Nathalie s’est rendue dans la plupart des lieux fréquentés par Marguerite, de la pension Etoile-famille avenue Carnot aux dunes d’Erquy, en passant par la rue Saint-Pierre à Neuilly, par Solliès-Toucas ou Cahors… Documentation très subjective sans doute, puisque toute trace de Marguerite y est depuis longtemps évanouie, mais cet effacement, le dernier mot du récit, fait justement tout le sujet d’un livre qui s’attache aux pas d’un fantôme, aux résurgences improbables d’une absente – comme cette bouche de la mère qu’en 1942 Matisse sut percevoir aux lèvres de son fils, et lui rendre quand il en fit le portrait. Quelle étrange entreprise d’arracher cette femme à sa ténèbre, ou de nous donner à sentir et entendre cette « ténèbre-mère » comme dit si bien Aragon (page 81 du Roman inachevé), tour à tour altière, sensuelle, et finalement soumise au service de Claire, de Louis Andrieux et de ce garçon qui fut toute sa raison de vivre.

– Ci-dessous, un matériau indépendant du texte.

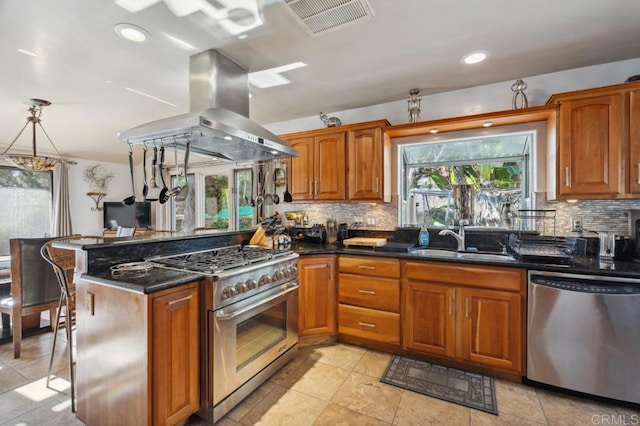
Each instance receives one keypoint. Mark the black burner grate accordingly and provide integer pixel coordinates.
(221, 259)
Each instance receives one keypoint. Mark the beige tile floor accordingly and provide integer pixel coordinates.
(329, 385)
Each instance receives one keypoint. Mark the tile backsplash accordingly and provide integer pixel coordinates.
(596, 215)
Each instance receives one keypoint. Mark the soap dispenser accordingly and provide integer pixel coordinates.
(423, 237)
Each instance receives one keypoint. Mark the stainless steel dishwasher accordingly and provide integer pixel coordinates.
(583, 333)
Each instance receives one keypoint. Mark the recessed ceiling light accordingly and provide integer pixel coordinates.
(26, 52)
(132, 33)
(180, 43)
(475, 57)
(272, 77)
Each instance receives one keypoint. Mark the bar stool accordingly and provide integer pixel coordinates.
(63, 262)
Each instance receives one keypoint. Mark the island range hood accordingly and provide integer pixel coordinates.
(218, 124)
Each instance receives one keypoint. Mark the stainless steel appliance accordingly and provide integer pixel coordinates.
(250, 319)
(582, 333)
(218, 124)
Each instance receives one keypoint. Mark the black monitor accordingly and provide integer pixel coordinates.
(117, 214)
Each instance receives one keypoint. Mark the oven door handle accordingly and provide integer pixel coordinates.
(222, 316)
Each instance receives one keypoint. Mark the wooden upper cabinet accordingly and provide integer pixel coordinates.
(338, 163)
(330, 165)
(365, 164)
(634, 142)
(591, 134)
(318, 173)
(599, 142)
(301, 169)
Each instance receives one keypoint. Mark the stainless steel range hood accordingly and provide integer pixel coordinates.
(218, 124)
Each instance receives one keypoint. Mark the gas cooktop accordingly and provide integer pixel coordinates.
(215, 261)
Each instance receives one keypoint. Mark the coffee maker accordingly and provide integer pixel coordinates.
(332, 231)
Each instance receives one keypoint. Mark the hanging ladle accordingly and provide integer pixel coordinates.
(184, 191)
(145, 187)
(174, 190)
(259, 198)
(132, 199)
(268, 197)
(287, 195)
(162, 198)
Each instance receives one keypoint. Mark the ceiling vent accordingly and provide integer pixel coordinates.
(321, 16)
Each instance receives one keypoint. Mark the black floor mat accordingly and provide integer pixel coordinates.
(449, 384)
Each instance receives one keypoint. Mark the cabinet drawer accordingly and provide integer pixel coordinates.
(493, 277)
(374, 266)
(369, 292)
(369, 324)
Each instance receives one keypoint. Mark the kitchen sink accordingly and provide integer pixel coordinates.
(448, 254)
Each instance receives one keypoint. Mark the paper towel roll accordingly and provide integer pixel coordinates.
(412, 219)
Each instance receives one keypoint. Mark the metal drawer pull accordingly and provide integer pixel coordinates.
(182, 299)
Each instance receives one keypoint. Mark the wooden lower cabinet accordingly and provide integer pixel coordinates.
(491, 327)
(316, 296)
(175, 356)
(429, 324)
(137, 356)
(448, 315)
(369, 299)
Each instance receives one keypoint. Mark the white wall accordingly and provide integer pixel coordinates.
(83, 220)
(493, 97)
(475, 100)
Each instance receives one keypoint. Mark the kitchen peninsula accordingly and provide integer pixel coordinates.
(161, 313)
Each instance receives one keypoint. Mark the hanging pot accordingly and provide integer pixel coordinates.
(132, 199)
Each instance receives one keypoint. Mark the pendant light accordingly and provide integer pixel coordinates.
(35, 162)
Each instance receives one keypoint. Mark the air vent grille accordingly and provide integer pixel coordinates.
(320, 16)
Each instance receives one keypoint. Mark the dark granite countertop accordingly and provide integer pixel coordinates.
(157, 279)
(151, 281)
(581, 265)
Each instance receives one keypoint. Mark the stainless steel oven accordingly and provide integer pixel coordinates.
(249, 318)
(249, 335)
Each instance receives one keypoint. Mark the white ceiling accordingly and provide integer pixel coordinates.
(82, 67)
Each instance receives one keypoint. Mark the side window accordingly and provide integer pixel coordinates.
(26, 207)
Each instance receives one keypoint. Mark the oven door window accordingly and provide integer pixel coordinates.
(258, 334)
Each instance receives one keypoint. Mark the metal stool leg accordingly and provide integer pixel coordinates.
(55, 337)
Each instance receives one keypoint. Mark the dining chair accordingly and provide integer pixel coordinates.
(33, 289)
(63, 262)
(125, 231)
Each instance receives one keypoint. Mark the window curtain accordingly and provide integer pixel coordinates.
(61, 210)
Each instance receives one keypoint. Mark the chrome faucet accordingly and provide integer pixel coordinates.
(459, 236)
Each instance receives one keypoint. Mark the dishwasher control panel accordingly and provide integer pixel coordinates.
(586, 285)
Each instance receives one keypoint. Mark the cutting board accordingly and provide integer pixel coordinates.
(364, 241)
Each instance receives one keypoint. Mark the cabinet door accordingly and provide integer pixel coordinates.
(365, 164)
(330, 165)
(634, 142)
(301, 174)
(430, 318)
(316, 296)
(591, 135)
(175, 372)
(491, 328)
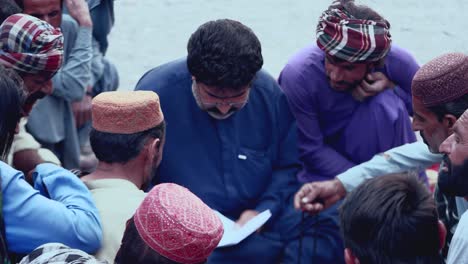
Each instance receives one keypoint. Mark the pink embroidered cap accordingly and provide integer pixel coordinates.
(177, 224)
(126, 112)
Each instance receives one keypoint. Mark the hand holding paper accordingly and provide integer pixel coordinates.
(233, 234)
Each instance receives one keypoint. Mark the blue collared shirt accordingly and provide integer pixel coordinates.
(246, 161)
(59, 208)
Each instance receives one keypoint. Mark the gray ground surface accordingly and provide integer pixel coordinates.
(148, 33)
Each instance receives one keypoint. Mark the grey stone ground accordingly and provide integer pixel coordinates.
(150, 32)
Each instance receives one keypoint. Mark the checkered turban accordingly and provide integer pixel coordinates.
(350, 39)
(177, 224)
(30, 45)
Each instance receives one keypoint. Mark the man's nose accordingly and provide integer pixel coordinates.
(446, 146)
(415, 125)
(223, 108)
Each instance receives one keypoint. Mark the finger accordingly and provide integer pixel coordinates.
(366, 86)
(313, 208)
(299, 195)
(366, 89)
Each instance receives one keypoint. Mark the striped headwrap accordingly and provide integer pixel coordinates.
(350, 39)
(30, 45)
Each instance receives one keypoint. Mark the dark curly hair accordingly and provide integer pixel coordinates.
(12, 98)
(391, 219)
(224, 53)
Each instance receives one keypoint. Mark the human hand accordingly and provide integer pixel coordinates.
(317, 196)
(245, 217)
(82, 111)
(79, 10)
(371, 85)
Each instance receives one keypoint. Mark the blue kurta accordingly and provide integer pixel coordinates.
(239, 163)
(247, 161)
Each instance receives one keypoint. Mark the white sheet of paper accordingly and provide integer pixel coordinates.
(233, 234)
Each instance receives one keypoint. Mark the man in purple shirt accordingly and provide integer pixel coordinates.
(350, 92)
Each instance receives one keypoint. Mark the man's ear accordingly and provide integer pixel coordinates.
(350, 258)
(449, 121)
(442, 234)
(154, 147)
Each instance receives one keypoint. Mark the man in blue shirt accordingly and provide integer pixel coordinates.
(231, 139)
(57, 207)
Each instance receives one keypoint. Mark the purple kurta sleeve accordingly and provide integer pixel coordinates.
(320, 161)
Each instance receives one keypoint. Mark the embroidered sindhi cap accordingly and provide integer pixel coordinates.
(177, 224)
(126, 112)
(30, 45)
(441, 80)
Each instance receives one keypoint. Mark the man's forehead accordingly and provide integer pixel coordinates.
(462, 123)
(337, 60)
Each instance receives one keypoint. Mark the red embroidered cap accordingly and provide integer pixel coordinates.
(177, 224)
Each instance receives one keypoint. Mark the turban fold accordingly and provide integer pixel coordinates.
(442, 79)
(126, 112)
(351, 39)
(177, 224)
(30, 45)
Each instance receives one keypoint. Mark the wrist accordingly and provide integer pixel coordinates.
(391, 85)
(339, 188)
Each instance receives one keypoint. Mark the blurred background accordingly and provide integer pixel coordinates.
(148, 33)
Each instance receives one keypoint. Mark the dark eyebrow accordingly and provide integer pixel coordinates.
(234, 96)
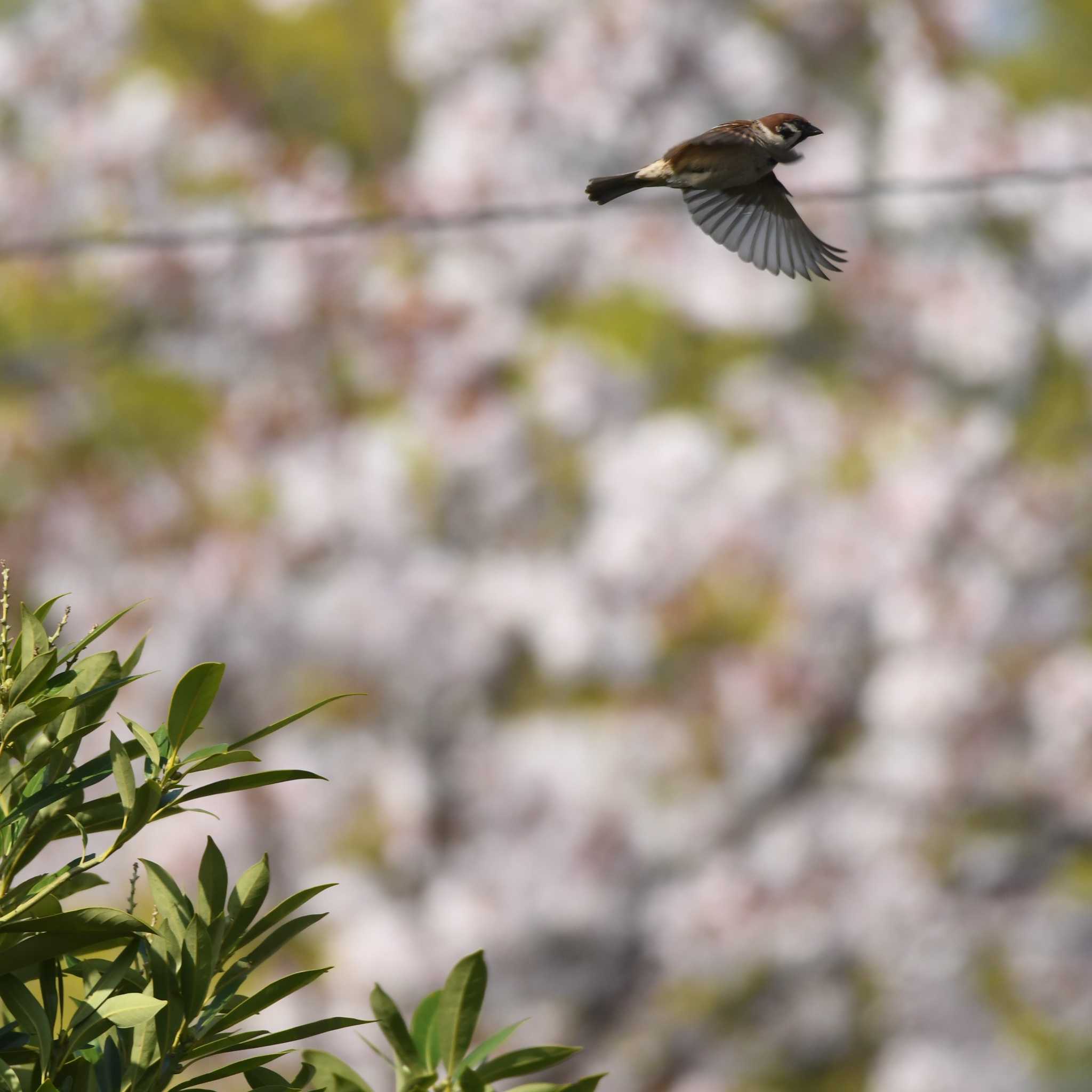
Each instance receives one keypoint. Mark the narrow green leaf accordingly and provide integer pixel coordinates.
(421, 1022)
(75, 650)
(15, 717)
(275, 943)
(215, 761)
(33, 633)
(529, 1059)
(174, 906)
(130, 665)
(584, 1085)
(421, 1083)
(471, 1082)
(128, 1010)
(248, 781)
(281, 911)
(333, 1074)
(264, 1078)
(28, 1014)
(33, 678)
(245, 901)
(197, 967)
(396, 1031)
(270, 995)
(270, 729)
(212, 882)
(42, 613)
(484, 1050)
(460, 1006)
(305, 1031)
(230, 1071)
(123, 774)
(191, 701)
(111, 976)
(34, 949)
(144, 738)
(303, 1077)
(221, 1044)
(91, 920)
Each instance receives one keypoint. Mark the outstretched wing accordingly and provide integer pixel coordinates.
(759, 223)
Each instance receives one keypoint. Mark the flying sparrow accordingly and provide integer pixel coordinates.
(727, 181)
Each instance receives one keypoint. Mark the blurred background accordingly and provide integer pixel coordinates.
(726, 638)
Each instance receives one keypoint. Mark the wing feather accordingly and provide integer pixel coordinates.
(759, 223)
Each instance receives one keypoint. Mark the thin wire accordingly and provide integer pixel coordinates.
(61, 246)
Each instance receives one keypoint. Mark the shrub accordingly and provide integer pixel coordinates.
(102, 1002)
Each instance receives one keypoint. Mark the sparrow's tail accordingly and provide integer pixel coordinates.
(602, 190)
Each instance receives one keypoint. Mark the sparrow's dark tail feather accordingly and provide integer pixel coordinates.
(602, 190)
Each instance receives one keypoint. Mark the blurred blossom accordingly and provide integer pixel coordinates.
(725, 638)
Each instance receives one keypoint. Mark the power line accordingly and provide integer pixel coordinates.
(61, 246)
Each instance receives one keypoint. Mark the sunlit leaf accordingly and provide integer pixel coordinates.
(459, 1009)
(192, 699)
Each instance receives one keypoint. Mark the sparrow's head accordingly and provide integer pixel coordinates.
(789, 129)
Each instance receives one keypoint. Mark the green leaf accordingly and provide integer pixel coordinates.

Comprend-on mieux par l’effacement de Marguerite, à la personnalité d’ailleurs complexe, les grandes provisions de colère, de révolte et de génie qu’y puisa son enfant ? Aragon ne s’explique pas par sa mère, mais cet éclairage tout de même nous manquait. Marguerite ne retenait pas les chercheurs ; Roselyne Waller avait écrit Aragon et la question du père, comme si la question de la mère, dans son cas, avait pesé moins lourd. Avec cet ouvrage bienvenu, les deux géniteurs sont replacés dans une égale lumière, et Nathalie a des pages très fortes pour dire ou imaginer leur vie furtive de couple, les étreintes passionnées, les crises de jalousie, les temps morts et mortifiants de l’attente. Leur « roman ».
Aragon a souvent défendu la supériorité du roman ou du « mentir-vrai » sur tout travail historique ou documentaire, chaque fois qu’il s’agit de sentir et de nous faire sentir, ou d’être touché. Presque romancière elle-même, Nathalie imagine, elle prête aux protagonistes de cette histoire un peu de sa propre vie à travers ses origines lyonnaises, ou ouvrières. Dans son commentaire de La Semaine sainte déjà, elle montrait son goût pour les étoffes, ou ce travail bien fait dont elle crédite ici Marguerite. Ses irruptions d’auteure ne sont pas rares, elle avance dans la vie de son sujet en racontant un peu la sienne, comme elle mêle à sa prose beaucoup de citations cachées d’Aragon. Elle aussi mélange les genres. Et nous livre l’aventure ou le romand’une femme audacieuse et réservée, passionnée et fidèle, l’un des « arrière-textes » à n’en pas douter de l’œuvre d’Aragon, et de ses amours.
Pourquoi, demandais-je à Nathalie après cette lecture, notre commune passion pour cet auteur ? Car elle-même, spécialiste de Claude Simon, ne voue pas à ce dernier la même admiration. Nous explorerons ou tenterons de dire, au prochain colloque de Cerisy « Aragon vivant » (10-17 août 2018), quelles ressources de vie il nous donne – de toutes les formes de vie, et de sentiments, l’espoir avec le désespoir, la colère avec l’amour, l’altruisme avec un narcissisme également démesurés… Je n’arrive pas à épuiser mon intérêt pour Aragon, que ce dernier livre me fait voir un peu autrement, ou aimer davantage.